Hello,
I am using the cleanUpdTSeq package to analyze a set of potential 3' UTRs in the parasite Giardia lamblia. I am working from a dataframe with the coordinates of putative 3' UTRs, as per the package requirements. The issue arises with the function "buildFeatureVector" which adds the upstream and downstream sequences around the coordinates in the data frame. Here is the code I am using and the error message:
> peaks_grange <- BED2GRangesSeq(peaks, header = TRUE, withSeq = FALSE)

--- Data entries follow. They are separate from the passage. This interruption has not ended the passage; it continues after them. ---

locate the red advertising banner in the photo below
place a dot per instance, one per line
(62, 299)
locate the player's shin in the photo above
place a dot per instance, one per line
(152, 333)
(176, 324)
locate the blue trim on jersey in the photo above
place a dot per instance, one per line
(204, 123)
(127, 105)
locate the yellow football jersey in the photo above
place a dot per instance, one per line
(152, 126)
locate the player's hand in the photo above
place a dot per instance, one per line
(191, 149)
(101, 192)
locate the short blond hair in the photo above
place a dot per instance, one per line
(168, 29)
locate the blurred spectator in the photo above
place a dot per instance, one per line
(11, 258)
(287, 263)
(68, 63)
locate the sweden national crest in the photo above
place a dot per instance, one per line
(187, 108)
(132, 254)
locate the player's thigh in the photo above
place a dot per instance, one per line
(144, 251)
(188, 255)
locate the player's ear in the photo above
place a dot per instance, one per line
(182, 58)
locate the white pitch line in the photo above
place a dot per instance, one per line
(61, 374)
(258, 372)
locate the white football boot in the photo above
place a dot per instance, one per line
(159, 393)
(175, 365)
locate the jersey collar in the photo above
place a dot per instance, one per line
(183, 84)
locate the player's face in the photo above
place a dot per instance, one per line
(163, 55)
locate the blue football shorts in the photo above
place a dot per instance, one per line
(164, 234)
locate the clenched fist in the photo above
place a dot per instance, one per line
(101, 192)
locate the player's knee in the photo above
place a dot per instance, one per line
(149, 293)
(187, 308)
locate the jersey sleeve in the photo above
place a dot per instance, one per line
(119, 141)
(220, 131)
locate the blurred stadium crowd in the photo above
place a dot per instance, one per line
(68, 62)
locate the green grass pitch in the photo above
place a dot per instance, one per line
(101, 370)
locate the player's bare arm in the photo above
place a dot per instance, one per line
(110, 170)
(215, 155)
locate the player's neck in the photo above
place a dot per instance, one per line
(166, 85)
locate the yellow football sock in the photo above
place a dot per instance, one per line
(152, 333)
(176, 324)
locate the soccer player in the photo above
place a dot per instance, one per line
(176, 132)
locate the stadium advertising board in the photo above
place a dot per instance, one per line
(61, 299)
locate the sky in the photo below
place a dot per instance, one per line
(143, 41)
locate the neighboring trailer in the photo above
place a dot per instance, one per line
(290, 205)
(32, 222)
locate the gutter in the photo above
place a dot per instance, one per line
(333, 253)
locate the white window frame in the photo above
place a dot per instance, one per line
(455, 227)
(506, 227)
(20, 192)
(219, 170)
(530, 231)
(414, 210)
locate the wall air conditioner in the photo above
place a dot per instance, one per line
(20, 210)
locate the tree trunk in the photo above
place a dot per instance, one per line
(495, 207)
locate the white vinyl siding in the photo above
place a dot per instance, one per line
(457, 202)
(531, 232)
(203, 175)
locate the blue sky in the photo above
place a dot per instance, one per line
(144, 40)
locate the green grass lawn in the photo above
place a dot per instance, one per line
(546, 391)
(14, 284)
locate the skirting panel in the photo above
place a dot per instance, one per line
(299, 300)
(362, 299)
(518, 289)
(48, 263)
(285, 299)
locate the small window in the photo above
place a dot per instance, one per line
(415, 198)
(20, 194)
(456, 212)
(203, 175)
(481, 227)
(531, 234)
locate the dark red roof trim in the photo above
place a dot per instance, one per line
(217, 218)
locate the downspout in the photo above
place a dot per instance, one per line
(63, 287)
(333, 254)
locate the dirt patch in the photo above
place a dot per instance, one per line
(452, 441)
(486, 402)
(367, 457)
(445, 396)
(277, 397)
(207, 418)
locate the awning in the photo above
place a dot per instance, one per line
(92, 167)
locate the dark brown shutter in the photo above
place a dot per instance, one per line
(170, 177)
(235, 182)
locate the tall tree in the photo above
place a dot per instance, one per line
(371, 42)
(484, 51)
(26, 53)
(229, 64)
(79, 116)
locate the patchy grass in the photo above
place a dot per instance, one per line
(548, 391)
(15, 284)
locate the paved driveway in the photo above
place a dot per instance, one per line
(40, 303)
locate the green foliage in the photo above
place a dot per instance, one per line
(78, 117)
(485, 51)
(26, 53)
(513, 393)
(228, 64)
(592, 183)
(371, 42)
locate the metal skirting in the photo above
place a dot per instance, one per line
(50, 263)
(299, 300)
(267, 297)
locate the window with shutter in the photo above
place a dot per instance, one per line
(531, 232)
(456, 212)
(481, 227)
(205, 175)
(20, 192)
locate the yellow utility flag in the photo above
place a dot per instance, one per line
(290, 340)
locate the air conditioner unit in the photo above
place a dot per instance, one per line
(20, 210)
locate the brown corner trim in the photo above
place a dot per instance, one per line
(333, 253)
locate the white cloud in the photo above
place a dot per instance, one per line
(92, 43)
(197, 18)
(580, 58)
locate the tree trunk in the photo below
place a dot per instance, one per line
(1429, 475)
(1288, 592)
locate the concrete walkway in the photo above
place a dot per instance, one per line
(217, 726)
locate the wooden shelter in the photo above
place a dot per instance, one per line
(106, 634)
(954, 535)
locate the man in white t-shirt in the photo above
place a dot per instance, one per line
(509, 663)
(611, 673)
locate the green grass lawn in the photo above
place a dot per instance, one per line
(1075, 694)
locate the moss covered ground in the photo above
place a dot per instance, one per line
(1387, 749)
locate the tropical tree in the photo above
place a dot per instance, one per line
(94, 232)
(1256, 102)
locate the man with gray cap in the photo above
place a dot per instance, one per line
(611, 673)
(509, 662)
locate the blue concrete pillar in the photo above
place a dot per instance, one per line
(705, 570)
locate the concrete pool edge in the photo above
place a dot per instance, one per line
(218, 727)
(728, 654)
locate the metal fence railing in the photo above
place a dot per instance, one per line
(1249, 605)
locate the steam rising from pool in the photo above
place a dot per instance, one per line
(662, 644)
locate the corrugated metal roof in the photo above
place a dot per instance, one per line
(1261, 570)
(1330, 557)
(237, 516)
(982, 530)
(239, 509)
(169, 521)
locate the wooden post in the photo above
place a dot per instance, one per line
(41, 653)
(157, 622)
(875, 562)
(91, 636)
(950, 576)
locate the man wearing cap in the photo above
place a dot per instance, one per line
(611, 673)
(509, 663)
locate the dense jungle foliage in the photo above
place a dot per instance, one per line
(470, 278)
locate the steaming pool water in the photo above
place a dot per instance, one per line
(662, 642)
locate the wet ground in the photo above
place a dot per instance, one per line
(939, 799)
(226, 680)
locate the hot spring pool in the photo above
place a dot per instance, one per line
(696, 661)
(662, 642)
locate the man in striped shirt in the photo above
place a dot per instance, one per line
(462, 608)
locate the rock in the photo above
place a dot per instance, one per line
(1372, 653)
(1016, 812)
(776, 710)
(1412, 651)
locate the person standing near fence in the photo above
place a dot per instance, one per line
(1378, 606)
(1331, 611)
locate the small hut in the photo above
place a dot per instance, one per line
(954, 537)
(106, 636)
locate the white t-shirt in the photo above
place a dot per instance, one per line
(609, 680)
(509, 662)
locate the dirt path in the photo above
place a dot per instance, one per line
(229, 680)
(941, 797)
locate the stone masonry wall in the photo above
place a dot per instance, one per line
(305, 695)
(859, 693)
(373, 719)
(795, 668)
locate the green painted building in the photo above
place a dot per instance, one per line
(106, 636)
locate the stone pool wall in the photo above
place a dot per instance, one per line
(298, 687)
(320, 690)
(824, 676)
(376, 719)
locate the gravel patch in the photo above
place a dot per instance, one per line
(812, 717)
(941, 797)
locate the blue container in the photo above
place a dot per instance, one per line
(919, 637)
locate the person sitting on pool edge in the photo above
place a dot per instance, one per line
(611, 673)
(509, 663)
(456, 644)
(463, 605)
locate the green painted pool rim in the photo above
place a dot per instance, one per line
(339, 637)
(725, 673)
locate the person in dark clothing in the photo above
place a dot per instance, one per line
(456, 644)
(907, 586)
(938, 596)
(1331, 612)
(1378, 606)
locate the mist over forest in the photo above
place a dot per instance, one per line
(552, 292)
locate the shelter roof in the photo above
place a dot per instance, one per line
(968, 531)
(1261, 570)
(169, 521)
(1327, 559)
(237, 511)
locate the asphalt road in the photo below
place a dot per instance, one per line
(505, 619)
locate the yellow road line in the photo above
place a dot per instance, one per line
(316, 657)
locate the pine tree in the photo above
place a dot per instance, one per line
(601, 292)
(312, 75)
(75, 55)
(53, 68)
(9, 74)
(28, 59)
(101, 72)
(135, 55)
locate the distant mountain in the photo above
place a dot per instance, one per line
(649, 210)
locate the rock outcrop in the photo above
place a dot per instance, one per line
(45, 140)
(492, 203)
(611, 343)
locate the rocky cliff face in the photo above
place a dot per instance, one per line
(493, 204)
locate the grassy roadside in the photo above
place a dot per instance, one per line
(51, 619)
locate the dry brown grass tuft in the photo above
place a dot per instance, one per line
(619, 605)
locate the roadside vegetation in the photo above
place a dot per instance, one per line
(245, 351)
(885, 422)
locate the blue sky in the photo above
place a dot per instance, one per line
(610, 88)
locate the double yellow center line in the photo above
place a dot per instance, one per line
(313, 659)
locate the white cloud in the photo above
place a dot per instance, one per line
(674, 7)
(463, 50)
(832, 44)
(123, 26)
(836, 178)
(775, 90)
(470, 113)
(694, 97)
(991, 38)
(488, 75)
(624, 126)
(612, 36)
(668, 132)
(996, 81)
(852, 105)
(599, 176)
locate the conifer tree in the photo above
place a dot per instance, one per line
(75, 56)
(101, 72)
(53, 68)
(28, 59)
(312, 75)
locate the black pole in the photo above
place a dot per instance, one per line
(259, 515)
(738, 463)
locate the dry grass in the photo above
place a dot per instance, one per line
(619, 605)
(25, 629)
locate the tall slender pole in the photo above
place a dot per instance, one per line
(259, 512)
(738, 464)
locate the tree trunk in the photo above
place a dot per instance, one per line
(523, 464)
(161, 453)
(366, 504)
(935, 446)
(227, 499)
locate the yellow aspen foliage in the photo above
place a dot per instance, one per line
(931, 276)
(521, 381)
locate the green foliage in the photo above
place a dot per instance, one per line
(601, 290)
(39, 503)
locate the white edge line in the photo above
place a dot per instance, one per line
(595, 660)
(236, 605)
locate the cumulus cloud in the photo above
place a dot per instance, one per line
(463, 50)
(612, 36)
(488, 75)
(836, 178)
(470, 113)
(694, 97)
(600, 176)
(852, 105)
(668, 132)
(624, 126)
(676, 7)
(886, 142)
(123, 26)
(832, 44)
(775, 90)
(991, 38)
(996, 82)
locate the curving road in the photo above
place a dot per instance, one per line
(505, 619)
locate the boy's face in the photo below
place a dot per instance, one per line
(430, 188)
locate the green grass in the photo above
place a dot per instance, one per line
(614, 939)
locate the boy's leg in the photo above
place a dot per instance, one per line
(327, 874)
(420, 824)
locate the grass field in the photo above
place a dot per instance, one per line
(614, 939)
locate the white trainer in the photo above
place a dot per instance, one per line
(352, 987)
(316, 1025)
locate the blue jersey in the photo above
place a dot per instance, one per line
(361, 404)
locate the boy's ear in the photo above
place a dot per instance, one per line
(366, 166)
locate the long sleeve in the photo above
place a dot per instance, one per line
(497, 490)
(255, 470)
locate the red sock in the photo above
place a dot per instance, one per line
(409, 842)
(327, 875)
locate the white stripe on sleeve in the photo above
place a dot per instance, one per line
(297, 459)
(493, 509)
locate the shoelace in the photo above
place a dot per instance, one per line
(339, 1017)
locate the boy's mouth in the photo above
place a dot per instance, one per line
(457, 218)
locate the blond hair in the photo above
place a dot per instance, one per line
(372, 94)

> peaks_feature <- buildFeatureVector(peaks_grange, BSgenomeName = Glamblia, sampleType = 'unknkown', method = 'NaiveBayes', fetchSeq = TRUE)
Error in gsub("^chr", chr, ignore.case = TRUE) : argument "x" is missing, with no default
I believe the issue comes from a compatibility issue with the Glamblia genome. I prepared the package for use with BSgenome by following the instructions here: https://bioconductor.org/packages/release/bioc/vignettes/BSgenome/inst/doc/BSgenomeForge.pdf
The genome is forged from a single fasta file which I named gl34.fa
for the species name and genome version. The instructions speak of assembling a genome from multiple files; one for each chromosome, and I believe the issue comes from my single file containing all the data. Instead of having a file name for each chromosome, as follows (from the genome used in package examples) :
> seqnames(Drerio)
[1] "chr1" "chr2" "chr3" "chr4" "chr5" "chr6" "chr7" "chr8" "chr9" "chr10" "chr11" "chr12" "chr13" "chr14" "chr15" "chr16" "chr17" "chr18" "chr19" "chr20" "chr21" "chr22" "chr23" "chr24" "chr25"
[26] "chrM"
I get the following:
> seqnames(Glamblia)
[1] "gl34"
The genome is only available as a single fasta file (no twoBit format) which contains all 5 chromosomes (GLCHR01 through GLCHR05) and a few extra fragments (ex: AACB02000013_frag).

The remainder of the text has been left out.